-
Notifications
You must be signed in to change notification settings - Fork 13
Genetics
Alex V. Kotlar edited this page Sep 15, 2023
·
2 revisions
- Sample Size (N): Total number of individuals in the population.
- Number of Genes (G): Total number of genes considered.
- Thresholds (θ1, θ2): Liability thresholds for Diseases 1 and 2 based on their prevalences.
- Gene Effects (a): Pre-allocate or specify effect sizes for each gene.
- Heritability (h2_1, h2_2): Proportion of variance explained by genetics for each disease.

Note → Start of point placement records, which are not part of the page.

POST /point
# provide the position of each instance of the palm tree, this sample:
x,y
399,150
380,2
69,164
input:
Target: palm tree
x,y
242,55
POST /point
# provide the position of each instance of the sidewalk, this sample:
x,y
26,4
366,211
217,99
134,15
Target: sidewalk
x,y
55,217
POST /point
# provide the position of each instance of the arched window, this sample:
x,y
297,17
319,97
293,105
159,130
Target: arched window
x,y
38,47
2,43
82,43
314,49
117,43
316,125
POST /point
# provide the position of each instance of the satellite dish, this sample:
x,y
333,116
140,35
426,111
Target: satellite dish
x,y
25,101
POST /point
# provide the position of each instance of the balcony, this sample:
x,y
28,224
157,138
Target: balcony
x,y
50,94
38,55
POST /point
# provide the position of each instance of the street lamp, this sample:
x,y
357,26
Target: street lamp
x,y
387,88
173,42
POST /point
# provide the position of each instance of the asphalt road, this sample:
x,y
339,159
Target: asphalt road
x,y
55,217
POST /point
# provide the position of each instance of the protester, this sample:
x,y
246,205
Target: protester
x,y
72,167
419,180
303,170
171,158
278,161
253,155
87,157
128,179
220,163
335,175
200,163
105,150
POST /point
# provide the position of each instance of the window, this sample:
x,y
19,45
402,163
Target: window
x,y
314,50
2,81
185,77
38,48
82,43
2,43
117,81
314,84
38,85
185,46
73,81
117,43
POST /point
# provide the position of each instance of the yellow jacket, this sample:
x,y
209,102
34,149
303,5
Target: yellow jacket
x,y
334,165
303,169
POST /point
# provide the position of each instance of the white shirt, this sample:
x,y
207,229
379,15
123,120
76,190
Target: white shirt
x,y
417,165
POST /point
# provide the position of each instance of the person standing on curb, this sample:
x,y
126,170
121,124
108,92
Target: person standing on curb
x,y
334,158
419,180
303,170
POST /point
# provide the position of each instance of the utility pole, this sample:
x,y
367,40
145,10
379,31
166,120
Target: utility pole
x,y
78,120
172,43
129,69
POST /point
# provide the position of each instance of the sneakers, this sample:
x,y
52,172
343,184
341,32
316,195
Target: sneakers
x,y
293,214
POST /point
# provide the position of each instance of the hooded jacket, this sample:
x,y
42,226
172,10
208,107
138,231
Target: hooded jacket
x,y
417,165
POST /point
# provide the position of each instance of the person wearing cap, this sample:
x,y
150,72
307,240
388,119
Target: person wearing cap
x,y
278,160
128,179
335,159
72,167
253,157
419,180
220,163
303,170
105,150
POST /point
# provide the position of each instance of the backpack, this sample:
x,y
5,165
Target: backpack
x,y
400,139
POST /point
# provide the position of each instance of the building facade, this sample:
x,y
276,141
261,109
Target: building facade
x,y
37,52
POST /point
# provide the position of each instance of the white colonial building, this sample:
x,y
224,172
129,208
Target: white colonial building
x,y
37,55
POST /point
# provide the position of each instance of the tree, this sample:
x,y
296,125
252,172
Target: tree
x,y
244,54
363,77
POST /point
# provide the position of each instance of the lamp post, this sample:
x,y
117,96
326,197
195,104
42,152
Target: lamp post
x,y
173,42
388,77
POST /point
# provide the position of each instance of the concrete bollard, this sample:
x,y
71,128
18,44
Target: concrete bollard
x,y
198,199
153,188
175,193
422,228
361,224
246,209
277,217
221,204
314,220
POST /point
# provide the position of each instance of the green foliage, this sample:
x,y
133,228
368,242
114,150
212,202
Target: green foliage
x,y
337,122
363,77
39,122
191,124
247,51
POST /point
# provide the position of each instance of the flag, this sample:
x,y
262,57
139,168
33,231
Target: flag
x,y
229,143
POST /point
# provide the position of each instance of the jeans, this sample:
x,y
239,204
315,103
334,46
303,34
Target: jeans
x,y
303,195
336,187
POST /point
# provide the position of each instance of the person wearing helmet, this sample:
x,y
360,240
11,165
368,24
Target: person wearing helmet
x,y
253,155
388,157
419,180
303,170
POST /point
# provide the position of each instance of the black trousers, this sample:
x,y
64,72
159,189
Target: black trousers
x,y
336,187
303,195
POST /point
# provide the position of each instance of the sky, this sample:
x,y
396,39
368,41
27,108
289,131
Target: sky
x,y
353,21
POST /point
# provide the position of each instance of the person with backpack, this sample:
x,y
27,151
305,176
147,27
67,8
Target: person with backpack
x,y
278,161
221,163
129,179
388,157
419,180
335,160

- Genetic Correlation (ρ): Degree of genetic correlation between Diseases 1 and 2.
For each gene i in G:
- Determine the number of carriers for the rare allele of that gene using a Poisson distribution.
- Randomly assign these alleles to individuals in the population.
For each individual j in N:
- Calculate the genetic liability for Diseases 1 and 2.
- Genetic Liability for Disease 1 (L1[j]) = Σ (Genotype[i] × Effect_Size[i] for Disease 1)
- Genetic Liability for Disease 2 (L2[j]) = Σ (Genotype[i] × Effect_Size[i] for Disease 2)
- Calculate the environmental liability for Diseases 1 and 2, typically from a Normal distribution.
- Calculate the total liability for each disease.
- Total Liability for Disease 1 = Genetic Liability for Disease 1 + Environmental Liability for Disease 1
- Total Liability for Disease 2 = Genetic Liability for Disease 2 + Environmental Liability for Disease 2
- Account for genetic correlation (ρ) between the diseases.
For each individual j in N:
- Determine the disease status based on the liability and the pre-defined threshold.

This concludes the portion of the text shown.